For creators who have a significant following and want complete control over their business, this is appealing. You set your own fee structure, you own the customer data, and you’re not subject to anyone else’s content policy changes. Scrile handles the tech infrastructure (hosting, payments, streaming) while you handle everything else.
The catch is that this requires real work. You need to drive all your own traffic, handle your own customer support, and manage a website. There’s no built-in audience. No discovery feed. No community of other creators to cross-promote with. It also costs money upfront to get set up, though the long-term economics can be better than giving away 20% of every dollar forever.
This isn’t for everyone. It’s for creators who think of themselves as business owners first and want the freedom that comes with owning your own platform. If that sounds exhausting rather than exciting, one of the other options on this list is probably a better fit.
JustForFans
JustForFans carved out a loyal following early on, particularly within specific communities where OnlyFans wasn’t always a comfortable fit. The platform offers subscriptions, tips, pay-per-view content, and a clip store, with an 80/15 split (they take 15% on most features, which undercuts both OF and Fansly).

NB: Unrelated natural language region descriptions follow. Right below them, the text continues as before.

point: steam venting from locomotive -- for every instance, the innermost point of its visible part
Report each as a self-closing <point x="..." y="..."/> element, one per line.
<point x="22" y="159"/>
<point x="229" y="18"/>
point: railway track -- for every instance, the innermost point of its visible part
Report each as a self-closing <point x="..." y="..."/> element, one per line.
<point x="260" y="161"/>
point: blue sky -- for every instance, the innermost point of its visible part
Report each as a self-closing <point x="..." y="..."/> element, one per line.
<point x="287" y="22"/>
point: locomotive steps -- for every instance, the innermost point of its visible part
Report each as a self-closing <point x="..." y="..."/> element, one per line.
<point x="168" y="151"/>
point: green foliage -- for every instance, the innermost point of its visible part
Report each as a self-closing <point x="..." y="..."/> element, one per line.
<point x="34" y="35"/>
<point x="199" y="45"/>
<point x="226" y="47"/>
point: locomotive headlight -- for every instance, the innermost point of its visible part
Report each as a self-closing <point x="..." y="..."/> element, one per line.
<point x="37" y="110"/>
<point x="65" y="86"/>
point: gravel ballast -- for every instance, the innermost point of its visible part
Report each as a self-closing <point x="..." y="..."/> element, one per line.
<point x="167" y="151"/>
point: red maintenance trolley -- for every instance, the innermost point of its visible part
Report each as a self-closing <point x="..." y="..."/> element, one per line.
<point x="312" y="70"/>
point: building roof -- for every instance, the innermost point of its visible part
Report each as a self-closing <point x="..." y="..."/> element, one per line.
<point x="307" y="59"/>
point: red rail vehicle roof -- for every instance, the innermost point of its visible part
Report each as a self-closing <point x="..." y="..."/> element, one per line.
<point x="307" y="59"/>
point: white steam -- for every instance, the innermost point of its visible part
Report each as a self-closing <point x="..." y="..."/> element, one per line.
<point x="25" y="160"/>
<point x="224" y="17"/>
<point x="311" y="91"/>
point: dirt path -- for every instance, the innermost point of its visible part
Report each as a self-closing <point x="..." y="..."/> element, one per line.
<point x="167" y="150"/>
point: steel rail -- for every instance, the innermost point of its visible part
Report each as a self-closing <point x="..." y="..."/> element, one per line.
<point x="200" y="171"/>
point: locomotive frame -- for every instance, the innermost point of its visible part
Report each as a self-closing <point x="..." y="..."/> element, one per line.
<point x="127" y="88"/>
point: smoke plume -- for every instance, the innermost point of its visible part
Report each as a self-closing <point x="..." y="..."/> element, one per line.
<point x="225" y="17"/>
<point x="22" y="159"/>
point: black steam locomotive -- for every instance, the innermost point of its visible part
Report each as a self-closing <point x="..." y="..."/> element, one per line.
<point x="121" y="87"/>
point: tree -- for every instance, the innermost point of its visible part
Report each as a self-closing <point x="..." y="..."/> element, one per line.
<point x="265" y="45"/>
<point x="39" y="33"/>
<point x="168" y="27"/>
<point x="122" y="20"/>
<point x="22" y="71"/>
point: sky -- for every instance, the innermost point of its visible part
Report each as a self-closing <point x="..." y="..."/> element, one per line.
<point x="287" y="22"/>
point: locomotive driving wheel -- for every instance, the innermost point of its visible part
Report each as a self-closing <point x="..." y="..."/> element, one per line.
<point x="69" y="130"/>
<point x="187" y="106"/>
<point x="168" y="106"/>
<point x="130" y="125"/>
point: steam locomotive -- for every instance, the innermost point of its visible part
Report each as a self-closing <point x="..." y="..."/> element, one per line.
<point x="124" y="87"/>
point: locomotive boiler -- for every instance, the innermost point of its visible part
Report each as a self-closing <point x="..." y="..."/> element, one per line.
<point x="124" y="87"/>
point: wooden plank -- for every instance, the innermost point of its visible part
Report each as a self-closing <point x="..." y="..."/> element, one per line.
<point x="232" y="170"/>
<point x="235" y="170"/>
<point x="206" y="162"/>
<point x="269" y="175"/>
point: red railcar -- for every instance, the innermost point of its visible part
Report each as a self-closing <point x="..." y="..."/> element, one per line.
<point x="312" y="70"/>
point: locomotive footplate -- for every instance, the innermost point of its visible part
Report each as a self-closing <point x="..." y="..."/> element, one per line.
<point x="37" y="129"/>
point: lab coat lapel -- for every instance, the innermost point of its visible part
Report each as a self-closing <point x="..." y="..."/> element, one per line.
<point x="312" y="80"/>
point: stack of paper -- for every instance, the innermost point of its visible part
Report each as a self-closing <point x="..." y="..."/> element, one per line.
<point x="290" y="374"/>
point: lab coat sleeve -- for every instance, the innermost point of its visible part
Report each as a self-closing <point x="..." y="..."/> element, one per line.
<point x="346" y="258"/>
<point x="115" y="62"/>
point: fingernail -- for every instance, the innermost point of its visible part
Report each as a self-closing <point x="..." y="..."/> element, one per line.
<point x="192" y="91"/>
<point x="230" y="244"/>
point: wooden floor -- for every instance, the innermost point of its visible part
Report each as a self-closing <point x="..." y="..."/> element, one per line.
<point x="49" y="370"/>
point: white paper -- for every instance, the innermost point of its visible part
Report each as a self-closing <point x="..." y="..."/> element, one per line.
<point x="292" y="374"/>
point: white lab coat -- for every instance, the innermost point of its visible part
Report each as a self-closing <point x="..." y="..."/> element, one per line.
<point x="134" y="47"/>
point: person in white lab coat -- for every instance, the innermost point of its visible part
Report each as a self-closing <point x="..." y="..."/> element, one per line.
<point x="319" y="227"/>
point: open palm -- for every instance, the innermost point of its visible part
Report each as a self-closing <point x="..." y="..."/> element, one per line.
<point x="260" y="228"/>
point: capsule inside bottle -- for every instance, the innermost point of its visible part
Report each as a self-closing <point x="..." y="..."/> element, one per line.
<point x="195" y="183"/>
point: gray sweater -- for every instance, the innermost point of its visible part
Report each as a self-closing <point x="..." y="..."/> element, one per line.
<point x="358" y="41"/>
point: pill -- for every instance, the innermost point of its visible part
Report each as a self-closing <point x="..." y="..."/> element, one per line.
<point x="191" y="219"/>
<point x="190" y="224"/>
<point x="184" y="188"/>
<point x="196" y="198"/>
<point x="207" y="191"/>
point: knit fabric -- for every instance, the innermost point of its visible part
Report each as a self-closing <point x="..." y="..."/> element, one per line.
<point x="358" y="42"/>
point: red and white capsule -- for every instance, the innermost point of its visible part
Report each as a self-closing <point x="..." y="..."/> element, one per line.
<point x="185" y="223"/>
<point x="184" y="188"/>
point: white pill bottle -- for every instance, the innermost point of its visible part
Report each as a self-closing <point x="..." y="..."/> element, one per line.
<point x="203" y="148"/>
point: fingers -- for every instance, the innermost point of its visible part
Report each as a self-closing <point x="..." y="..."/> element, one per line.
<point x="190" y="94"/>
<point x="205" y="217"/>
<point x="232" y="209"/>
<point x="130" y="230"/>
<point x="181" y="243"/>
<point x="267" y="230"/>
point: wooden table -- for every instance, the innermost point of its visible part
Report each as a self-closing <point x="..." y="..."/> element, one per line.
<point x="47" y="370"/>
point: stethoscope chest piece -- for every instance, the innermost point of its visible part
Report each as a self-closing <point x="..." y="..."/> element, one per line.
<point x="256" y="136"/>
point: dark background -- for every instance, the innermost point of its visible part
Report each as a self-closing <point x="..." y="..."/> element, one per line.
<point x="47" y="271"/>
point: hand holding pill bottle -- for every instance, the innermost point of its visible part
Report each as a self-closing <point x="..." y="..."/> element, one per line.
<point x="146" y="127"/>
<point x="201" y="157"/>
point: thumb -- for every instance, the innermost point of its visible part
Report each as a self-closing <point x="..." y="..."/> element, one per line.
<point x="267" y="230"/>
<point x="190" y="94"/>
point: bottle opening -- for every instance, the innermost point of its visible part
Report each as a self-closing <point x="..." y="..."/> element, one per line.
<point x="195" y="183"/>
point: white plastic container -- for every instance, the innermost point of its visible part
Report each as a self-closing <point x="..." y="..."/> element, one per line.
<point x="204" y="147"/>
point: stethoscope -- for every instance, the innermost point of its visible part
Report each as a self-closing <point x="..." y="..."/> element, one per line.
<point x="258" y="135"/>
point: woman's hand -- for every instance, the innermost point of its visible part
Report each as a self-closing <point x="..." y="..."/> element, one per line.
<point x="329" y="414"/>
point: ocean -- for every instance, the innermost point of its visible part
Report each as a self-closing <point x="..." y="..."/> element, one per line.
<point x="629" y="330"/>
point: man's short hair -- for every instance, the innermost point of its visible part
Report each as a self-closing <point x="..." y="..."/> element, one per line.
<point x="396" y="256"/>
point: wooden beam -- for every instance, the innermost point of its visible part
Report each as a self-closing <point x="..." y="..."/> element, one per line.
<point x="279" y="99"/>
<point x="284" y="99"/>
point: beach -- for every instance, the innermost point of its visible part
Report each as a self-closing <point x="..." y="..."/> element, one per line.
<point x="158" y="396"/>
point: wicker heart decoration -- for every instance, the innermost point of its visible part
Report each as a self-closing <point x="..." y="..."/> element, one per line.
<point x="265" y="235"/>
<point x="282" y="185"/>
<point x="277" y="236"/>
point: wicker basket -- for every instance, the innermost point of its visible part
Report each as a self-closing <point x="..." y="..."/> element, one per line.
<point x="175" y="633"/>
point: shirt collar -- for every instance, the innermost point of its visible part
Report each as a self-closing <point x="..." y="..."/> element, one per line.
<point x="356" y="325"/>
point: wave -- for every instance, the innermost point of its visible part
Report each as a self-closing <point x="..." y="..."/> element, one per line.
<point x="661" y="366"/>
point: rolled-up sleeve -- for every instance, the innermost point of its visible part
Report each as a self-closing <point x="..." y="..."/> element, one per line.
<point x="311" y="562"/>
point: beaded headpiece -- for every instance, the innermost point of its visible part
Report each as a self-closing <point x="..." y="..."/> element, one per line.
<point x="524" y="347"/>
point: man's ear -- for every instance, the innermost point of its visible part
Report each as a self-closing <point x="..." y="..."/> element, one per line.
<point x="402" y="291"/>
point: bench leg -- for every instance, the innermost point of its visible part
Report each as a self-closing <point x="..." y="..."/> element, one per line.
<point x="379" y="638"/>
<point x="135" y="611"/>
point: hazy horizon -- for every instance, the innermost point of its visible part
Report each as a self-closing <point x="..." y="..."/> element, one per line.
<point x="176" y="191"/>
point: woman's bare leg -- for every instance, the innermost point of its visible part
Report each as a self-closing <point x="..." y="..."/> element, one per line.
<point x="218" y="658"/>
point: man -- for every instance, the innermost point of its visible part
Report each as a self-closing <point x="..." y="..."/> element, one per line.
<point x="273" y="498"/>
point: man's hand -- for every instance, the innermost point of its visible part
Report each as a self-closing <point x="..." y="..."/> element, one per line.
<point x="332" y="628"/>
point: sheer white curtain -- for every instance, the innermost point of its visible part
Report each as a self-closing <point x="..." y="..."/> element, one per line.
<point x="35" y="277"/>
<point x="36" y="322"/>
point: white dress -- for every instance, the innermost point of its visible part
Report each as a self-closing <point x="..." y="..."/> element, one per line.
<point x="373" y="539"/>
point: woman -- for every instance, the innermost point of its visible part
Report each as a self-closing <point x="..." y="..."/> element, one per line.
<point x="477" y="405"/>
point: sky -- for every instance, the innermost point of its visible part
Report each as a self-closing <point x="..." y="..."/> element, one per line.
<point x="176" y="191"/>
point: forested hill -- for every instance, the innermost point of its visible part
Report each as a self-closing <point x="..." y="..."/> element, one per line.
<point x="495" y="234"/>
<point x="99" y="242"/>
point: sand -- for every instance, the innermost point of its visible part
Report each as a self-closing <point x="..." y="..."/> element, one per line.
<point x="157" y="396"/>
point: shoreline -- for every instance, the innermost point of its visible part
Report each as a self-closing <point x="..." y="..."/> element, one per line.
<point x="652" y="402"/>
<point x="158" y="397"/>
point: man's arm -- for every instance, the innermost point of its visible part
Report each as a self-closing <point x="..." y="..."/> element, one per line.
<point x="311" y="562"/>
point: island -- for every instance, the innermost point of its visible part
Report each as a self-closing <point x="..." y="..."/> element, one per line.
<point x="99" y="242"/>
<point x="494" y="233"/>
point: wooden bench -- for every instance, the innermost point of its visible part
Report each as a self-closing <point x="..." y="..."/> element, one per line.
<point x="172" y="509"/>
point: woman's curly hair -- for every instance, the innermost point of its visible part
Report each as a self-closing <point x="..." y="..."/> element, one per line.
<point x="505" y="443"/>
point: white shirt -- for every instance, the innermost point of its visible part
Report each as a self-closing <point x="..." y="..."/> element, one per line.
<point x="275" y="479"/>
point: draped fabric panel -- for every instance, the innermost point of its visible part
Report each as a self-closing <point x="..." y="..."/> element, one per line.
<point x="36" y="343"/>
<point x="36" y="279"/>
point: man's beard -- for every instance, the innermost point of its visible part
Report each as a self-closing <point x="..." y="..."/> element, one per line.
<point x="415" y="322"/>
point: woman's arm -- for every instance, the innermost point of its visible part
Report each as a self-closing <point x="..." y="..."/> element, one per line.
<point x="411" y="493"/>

That 15% fee is the headline. It’s one of the lowest takes of any major platform in this space, and for high-volume creators, the difference between 15% and 20% adds up to real money over the course of a year.
JustForFans also has a referral program and puts more effort into on-platform discovery than some competitors. The interface is fine. Not beautiful, but it works. Creator support has a decent reputation. The audience is smaller than OF or Fansly but tends to be more engaged and willing to spend.
The main limitation is reach. JustForFans doesn’t have the mainstream name recognition, so you’re unlikely to pick up casual subscribers the way you might on a bigger platform. But if you’re already good at driving traffic and you want to keep more of what you earn, the math here is hard to argue with.
So Where Should You Actually Go?
There’s no single right answer, and honestly the best move depends on what’s driving you away from OnlyFans in the first place.
If marketing and promotion tools matter to you, FanCentro has invested there more than anyone else. If you want a lower fee than OF without changing much else, JustForFans’ 15% take is worth a look. If you want a familiar interface with friendlier policies, Fansly is a straightforward switch. If you want total ownership and control, Scrile Connect lets you build the whole thing yourself. And if reliable payouts and a fair split are your top priority, LoyalFans is consistent on that front.
But if you’re tired of platforms that do one thing okay and leave you to figure out the rest? Passes is the one I’d point you toward. The 10% fee is the lowest on this list, and you’re getting subscriptions, paid messaging, streaming, a storefront, and actual audience management tools all in the same place. It’s built for creators who want to run this like a real business, not just upload content and hope for the best. The CRM alone puts it in a different category than everything else here.
Whatever you pick, don’t let platform loyalty cost you money. The tools have gotten better. The options have gotten real. And sticking with something that isn’t working just because it’s familiar is the most expensive mistake a creator can make.